The retrospective design represents the main limitation of this study and could have led to selection biases. A statistically significant difference in tumor size was found between the stent and nonstent groups. However, we believe this difference unlikely to have impacted the study's findings because the mean gap was only 2.5 mm, a measure not relevant in clinical practice. On the other hand, a higher number of passes and a higher rate of use of new generation end-cutting FNB needles in the stent group were observed, potentially influencing results in favor of the stent group. Nevertheless, the accuracy in the stent group was inferior. Moreover, a large number of patients and the multivariate analyses, including all covariates previously reported to impact diagnostic accuracy, should reduce the possibility of residual confounding.
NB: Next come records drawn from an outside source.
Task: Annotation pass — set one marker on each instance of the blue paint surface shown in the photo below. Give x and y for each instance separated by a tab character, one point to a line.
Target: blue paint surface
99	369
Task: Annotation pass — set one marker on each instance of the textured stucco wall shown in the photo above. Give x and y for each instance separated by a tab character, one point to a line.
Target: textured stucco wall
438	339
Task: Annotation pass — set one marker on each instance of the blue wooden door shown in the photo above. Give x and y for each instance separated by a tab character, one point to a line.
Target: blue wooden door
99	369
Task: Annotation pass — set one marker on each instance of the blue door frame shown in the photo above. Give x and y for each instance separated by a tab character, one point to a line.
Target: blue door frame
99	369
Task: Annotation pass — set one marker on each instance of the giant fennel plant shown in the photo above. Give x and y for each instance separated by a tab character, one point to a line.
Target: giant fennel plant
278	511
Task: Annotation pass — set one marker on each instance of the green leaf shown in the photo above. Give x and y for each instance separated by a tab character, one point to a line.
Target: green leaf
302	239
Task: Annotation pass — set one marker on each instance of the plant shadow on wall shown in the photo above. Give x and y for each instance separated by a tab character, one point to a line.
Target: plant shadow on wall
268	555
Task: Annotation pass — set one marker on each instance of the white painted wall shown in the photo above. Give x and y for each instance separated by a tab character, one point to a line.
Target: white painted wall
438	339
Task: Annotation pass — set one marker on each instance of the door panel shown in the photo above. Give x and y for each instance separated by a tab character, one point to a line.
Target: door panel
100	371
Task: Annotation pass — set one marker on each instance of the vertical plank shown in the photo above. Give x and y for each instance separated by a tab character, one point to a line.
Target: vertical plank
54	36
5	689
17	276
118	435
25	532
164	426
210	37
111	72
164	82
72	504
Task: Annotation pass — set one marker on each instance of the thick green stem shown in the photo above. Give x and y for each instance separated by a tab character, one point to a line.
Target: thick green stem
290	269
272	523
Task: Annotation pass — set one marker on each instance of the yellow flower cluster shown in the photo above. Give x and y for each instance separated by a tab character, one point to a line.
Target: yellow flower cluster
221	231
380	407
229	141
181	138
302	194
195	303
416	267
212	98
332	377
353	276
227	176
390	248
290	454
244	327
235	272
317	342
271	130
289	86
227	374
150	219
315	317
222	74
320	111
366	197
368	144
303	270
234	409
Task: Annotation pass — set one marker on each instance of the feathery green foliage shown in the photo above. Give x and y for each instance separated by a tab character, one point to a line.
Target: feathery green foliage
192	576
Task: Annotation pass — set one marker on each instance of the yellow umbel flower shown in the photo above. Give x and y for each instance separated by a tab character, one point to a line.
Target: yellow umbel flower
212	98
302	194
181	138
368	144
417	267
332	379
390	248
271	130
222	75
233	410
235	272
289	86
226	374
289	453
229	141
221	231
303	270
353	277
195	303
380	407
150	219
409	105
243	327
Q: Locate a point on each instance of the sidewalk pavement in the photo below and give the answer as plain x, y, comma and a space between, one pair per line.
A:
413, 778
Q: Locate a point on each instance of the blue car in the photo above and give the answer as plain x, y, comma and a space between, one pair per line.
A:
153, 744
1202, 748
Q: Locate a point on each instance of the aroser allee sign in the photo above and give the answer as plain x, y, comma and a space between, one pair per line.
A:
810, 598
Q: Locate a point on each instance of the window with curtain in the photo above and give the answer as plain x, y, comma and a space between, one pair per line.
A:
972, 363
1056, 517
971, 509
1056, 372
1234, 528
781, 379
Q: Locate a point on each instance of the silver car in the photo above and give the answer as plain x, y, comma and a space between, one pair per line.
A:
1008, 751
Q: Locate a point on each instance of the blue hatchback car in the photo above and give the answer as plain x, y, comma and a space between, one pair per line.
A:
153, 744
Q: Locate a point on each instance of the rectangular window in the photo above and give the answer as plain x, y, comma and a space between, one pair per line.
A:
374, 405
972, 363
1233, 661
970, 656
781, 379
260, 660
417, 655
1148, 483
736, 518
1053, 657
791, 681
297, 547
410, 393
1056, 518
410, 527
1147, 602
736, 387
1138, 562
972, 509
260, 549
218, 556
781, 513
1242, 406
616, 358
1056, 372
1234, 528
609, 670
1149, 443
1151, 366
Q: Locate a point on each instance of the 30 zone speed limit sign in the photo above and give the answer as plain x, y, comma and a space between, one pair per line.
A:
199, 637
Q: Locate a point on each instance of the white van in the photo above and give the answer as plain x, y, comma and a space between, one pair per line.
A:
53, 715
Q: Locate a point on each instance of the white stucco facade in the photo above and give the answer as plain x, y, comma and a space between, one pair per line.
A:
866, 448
In conclusion, in this large retrospective study, a biliary stent negatively impacted the diagnostic accuracy of EUS-FNB for the diagnosis of pancreatic head lesions. In jaundiced patients, preferably, EUS-FNB should precede ERCP, especially in the case of small tumors. When a biliary stent has already been placed, the use of new generation needles could optimize diagnostic yield. Larger prospective and randomized studies are needed to validate these results.
Financial support and sponsorship
Nil.
Conflicts of interest
Alberto Larghi is an Editorial Board Member of the journal. The article was subject to the journal's standard procedures, with peer review handled independently of the editor and his research groups.